Questions arise regarding the translocation of quercetin metabolites from the bloodstream to the arterial intima, where ROS are generated by oxidative enzymes in endothelial cells, monocyte-derived macrophages and SMCs. Mochizuki et al.⁷² found that the vascular permeability of Q3GlcA in human aortic endothelial cell culture inserts was dramatically increased by the stimulation of interleukin (IL-1)-alpha, an inflammatory cytokine originating from macrophages. We also found that Q3GlcA effectively passed through human umbilical vein endothelial cell monolayers in the Transwells in the presence of lysophosphatidylcholine,⁷³ which is a product of oxidized LDL with platelet-activating factor-acetylhydrolase with potent-inflammatory and pro-atherogenic activities.⁷⁴ It was also suggested that Q3GlcA is readily released from the plasma albumin fraction because the strength of its binding to serum albumin is much weaker than that of aglycone.⁷⁵ These findings indicate that Q3GlcA is effectively translocated into the vascular intima if endothelial cells are subjected to oxidative stress (e.g., exposure to oxidized LDL). Therefore, circulating quercetin conjugates are likely to pass through endothelial cells to reach the intima and SMCs, where they exert their biological effects as it is or after deconjugation (Fig. 4).
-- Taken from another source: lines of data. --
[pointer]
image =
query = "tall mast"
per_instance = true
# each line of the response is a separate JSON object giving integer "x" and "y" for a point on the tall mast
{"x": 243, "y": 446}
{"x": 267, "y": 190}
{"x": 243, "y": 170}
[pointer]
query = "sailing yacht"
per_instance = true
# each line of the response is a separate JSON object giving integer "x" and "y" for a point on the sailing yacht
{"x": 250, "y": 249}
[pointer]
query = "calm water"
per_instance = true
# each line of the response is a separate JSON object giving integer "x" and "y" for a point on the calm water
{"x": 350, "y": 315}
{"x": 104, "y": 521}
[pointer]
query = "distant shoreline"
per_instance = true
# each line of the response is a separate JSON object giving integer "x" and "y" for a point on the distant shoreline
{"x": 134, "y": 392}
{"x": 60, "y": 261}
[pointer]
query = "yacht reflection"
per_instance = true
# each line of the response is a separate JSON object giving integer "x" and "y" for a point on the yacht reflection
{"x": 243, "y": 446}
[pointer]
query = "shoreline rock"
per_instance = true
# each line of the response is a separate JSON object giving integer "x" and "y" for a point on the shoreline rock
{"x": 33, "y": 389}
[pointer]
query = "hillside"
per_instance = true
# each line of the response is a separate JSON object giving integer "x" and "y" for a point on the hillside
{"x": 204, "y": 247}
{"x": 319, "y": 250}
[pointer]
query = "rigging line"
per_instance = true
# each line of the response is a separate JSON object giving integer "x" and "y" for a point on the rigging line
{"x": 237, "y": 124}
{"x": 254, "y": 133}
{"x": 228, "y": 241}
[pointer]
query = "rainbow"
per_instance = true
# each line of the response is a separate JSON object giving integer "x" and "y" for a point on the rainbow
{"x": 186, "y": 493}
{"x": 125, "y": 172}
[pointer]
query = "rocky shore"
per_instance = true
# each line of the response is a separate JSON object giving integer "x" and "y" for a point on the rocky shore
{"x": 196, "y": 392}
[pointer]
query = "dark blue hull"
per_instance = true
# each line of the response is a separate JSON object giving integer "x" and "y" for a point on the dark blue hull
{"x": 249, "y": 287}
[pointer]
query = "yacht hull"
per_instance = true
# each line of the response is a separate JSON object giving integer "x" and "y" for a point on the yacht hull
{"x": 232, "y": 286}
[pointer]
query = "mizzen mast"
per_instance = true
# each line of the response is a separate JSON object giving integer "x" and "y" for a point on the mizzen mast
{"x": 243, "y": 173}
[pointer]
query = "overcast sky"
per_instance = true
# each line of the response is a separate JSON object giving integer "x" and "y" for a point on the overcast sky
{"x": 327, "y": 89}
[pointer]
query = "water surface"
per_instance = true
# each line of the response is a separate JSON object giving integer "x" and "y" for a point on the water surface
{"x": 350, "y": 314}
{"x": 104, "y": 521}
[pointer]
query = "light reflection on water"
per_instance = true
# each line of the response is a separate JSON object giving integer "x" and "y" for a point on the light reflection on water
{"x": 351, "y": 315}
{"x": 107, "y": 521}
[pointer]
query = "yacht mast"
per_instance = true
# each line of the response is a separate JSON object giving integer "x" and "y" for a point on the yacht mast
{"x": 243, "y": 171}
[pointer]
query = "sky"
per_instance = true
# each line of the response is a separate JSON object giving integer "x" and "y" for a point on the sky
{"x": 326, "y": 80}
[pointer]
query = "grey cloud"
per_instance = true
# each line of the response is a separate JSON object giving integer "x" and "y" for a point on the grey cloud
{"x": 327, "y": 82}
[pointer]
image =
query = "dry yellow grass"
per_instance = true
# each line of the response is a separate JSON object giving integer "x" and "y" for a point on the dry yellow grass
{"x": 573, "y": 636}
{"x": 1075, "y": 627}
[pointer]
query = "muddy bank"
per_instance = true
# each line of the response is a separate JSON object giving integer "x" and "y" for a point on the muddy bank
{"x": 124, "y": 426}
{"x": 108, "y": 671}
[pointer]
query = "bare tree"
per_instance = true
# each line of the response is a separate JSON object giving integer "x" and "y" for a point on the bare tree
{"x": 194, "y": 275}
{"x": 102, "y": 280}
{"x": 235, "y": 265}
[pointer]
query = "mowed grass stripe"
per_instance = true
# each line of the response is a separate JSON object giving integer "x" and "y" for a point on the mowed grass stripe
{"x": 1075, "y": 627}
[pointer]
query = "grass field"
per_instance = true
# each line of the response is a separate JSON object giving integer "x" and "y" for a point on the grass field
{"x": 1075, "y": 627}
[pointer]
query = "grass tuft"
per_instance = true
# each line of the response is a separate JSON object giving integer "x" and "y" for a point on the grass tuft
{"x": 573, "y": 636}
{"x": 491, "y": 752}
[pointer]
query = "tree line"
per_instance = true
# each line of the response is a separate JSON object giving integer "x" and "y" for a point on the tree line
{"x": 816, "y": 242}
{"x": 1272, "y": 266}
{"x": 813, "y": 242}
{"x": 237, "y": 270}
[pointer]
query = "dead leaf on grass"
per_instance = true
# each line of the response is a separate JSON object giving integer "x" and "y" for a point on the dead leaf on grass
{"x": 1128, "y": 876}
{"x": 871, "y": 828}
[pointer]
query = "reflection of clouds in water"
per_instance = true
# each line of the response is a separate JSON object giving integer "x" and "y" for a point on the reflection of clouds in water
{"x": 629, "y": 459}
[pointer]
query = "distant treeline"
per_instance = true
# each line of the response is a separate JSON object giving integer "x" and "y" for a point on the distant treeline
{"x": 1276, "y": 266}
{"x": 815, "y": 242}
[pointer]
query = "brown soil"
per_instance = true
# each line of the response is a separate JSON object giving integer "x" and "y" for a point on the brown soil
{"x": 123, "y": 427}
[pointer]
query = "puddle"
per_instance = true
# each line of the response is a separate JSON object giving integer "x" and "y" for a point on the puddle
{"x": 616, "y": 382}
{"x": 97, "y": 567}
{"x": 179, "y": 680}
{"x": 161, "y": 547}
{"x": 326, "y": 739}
Fig. 4 Translocation of Q3GlcA from the circulation into the arterial intima and final target sites. Q3GlcA is easily released from serum albumin-bound form and permeates into the intima, when endothelial cells are exposed to oxidative stress. Quercetin aglycone is formed from Q3GlcA by the enhanced activity of β-glucuronidase in inflammation. Quercetin aglycone is effectively incorporated into the macrophage-derived foam cells. This illustration is partly modified from the ref. 13.

CNS: a possible target?

We clarified that fatty acid hydroperoxide dependent-formation of ROS in a model of cells from the CNS was effectively suppressed by Q3GlcA even though only a small amount of Q3GlcA was incorporated into the cells.⁷⁶ This implies that Q3GlcA could protect nerve cells from attack by peroxidized lipids. Quercetin intake and its related flavonoids has been expected to exert a neuroprotective effect, resulting in a lower risk of CNS disorders.^6,8 Nevertheless, it is uncertain if conjugated quercetin metabolites accumulate in target sites in brain tissues by crossing the blood–brain barrier. As mentioned above, animal studies demonstrated that the level of quercetin accumulated in the brain is much lower than in the liver and digestive tract. We recently investigated the effect of quercetin intake on the response to acute stress on the hypothalamic–pituitary–adrenal (HPA) axis in rats.⁷⁷ Intake of the compound suppressed water immersion-restraint stress-induced increase of mRNA expression of corticotrophin-releasing factor (CRF) in the hypothalamus. This implied that the hypothalamus is a target site of dietary quercetin in the CNS. Nevertheless, there is no direct evidence on the accumulation of quercetin and/or its metabolites in this region of the brain.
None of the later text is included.